September is back-to-school month and, if popular culture is any guide, children are getting excited about the new academic year and parents are feeling relieved to be returning to the old routine. But across the country, families who struggle to support students with ADHD, LD, and other exceptionalities are taking a deep breath and bracing themselves. For them, school is not fun. Those parents know they are in for nine months of prodding, pleading, organizing, meeting, and comforting on behalf of kids who dread the classroom. Why, they wonder, don’t their children enjoy school?
In his book Why Don’t Students Like School? cognitive scientist Daniel Willingham writes that current brain research on learning, memory and thinking supports strategies that can help make teachers more effective and engage their students. Research shows that children are naturally curious and understand new things in the context of facts they already know. The key, says Willingham, is to provide a balance of instruction that holds students’ interest, provides meaning and rationale, transfers facts from working memory into long-term memory and keeps problems challenging but solvable. The end result is that abstract thinking—applying themes and concepts to solve new problems—becomes possible and fun.

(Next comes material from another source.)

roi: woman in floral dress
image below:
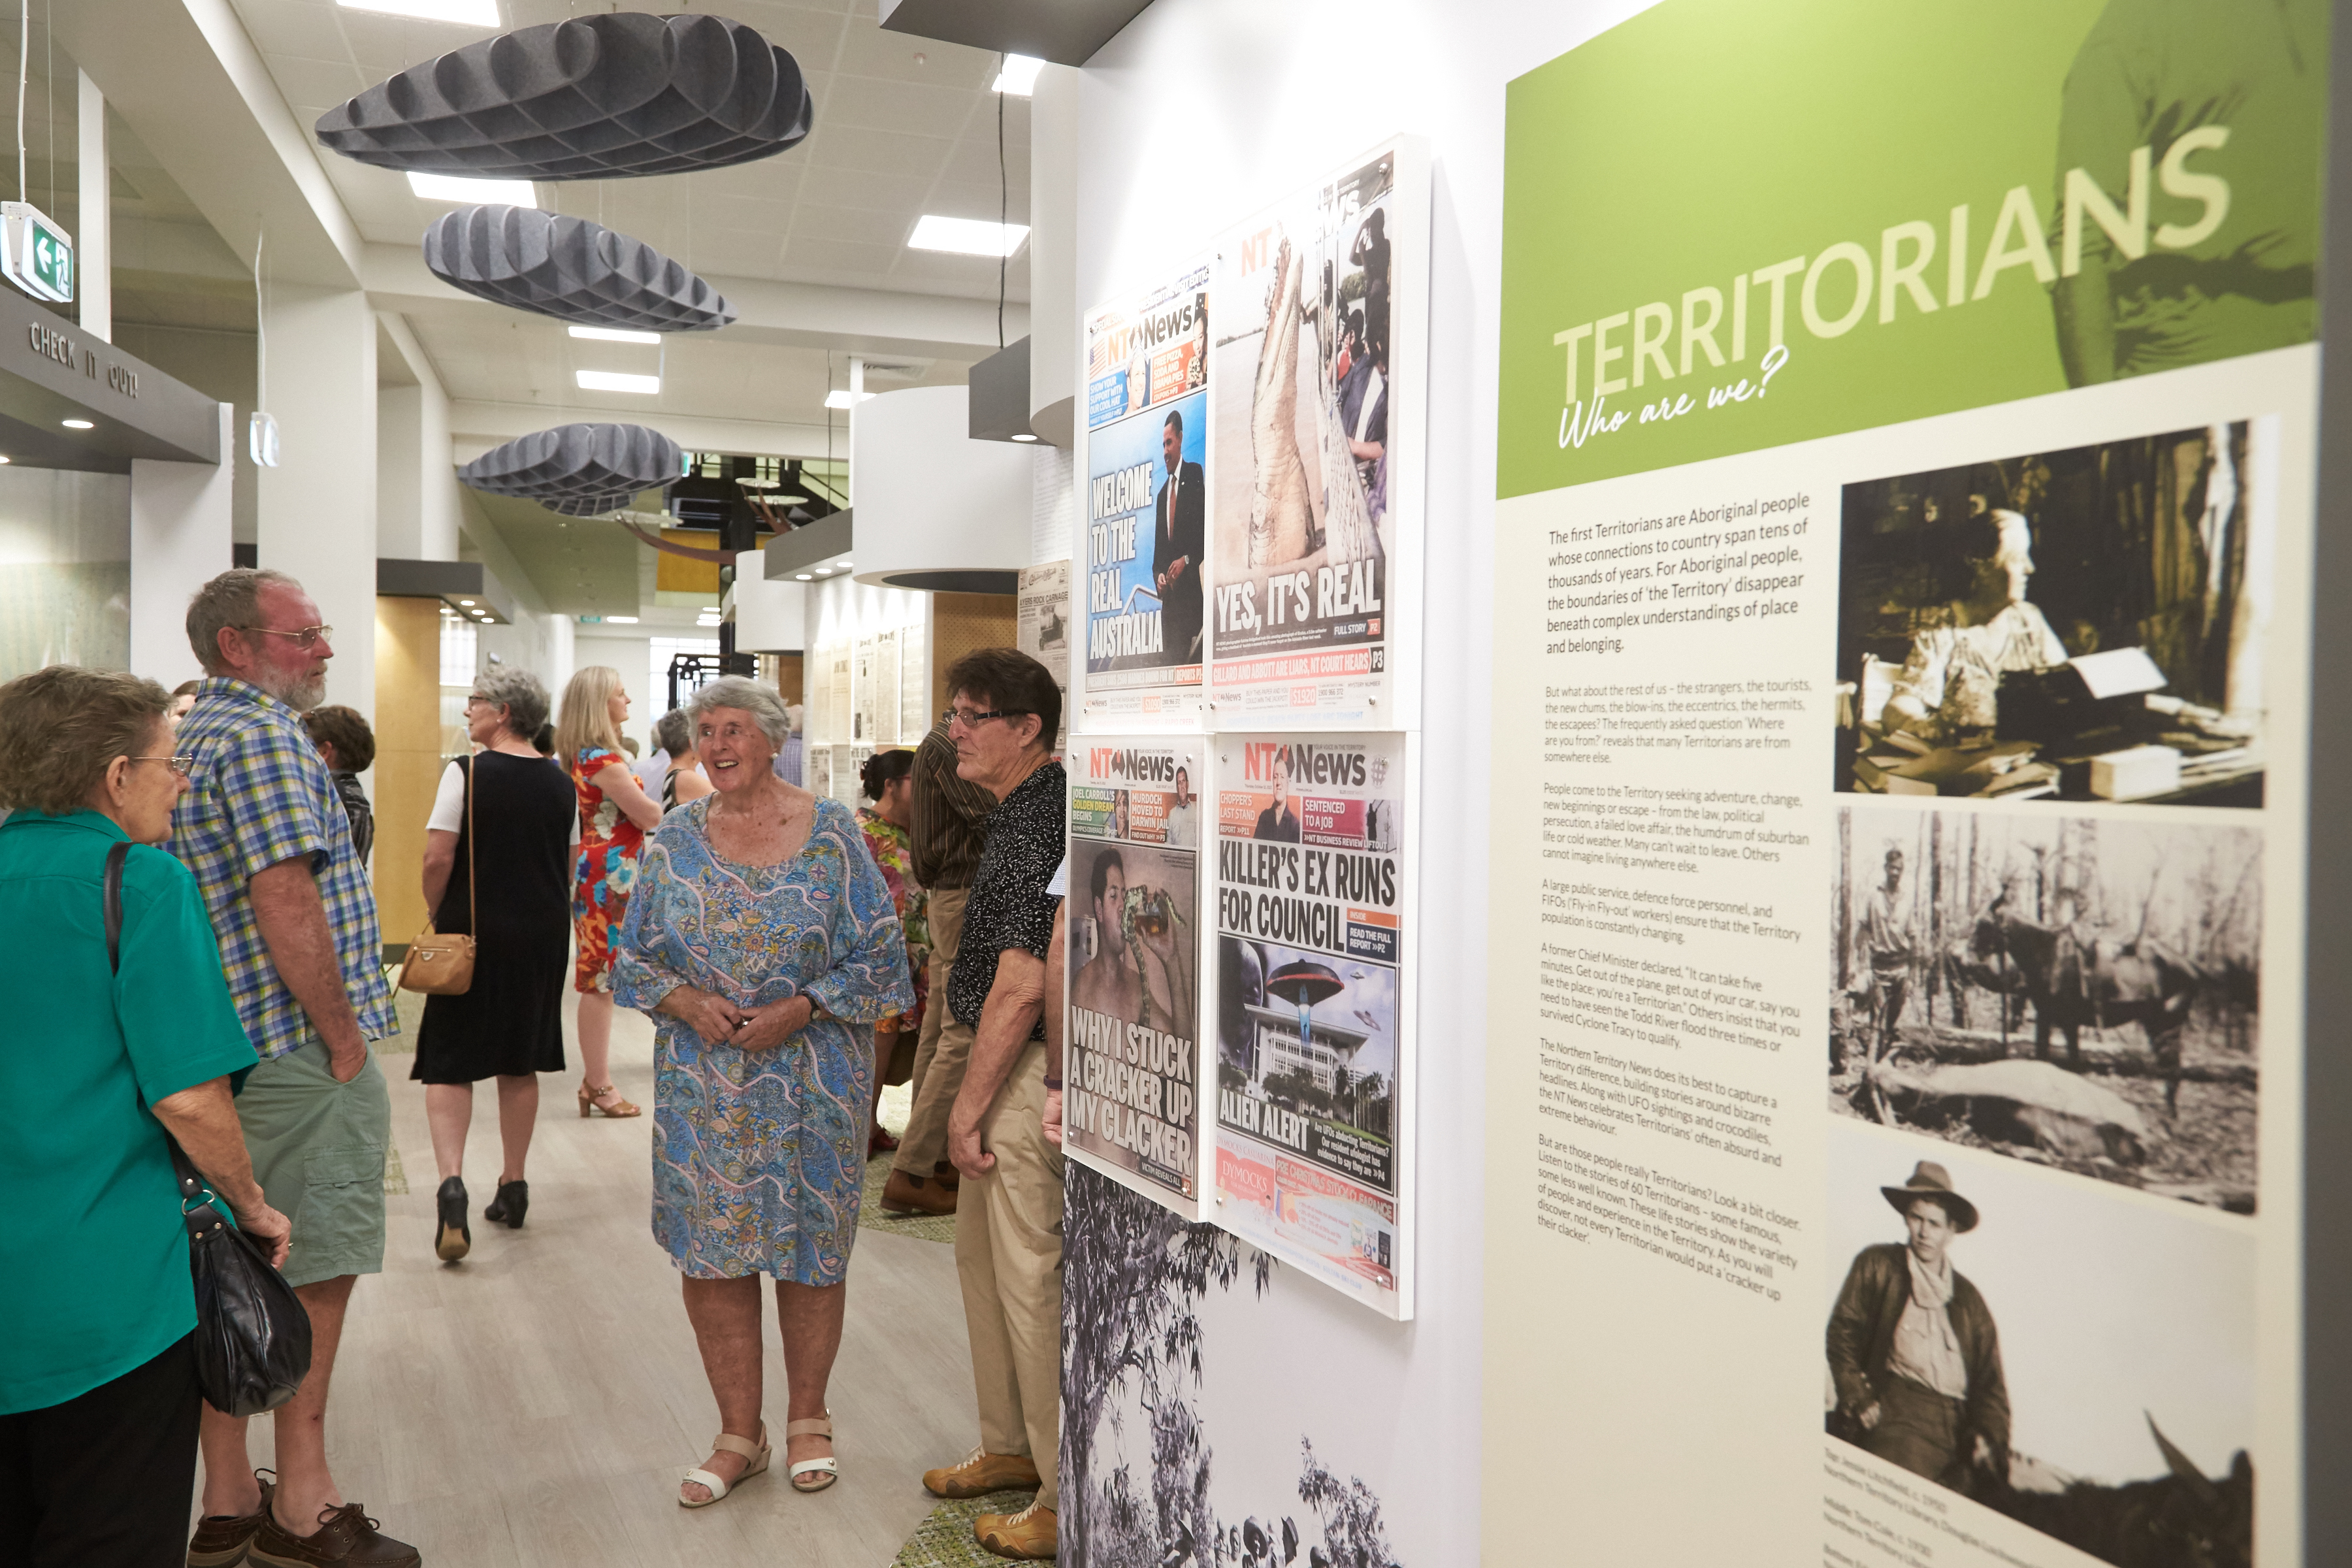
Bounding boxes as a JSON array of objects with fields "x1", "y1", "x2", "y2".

Parents and teachers can support their students by utilizing routines, engaging them emotionally, using storytelling, providing plenty of practice time, encouraging reading at an individual level, showing students what is important and what is not, changing the pace of instruction to accommodate and explore their interests, and providing kids with background knowledge that gives facts meaning and makes them stick. By applying our understanding of how the brain works, we can make the classroom work for all of our students.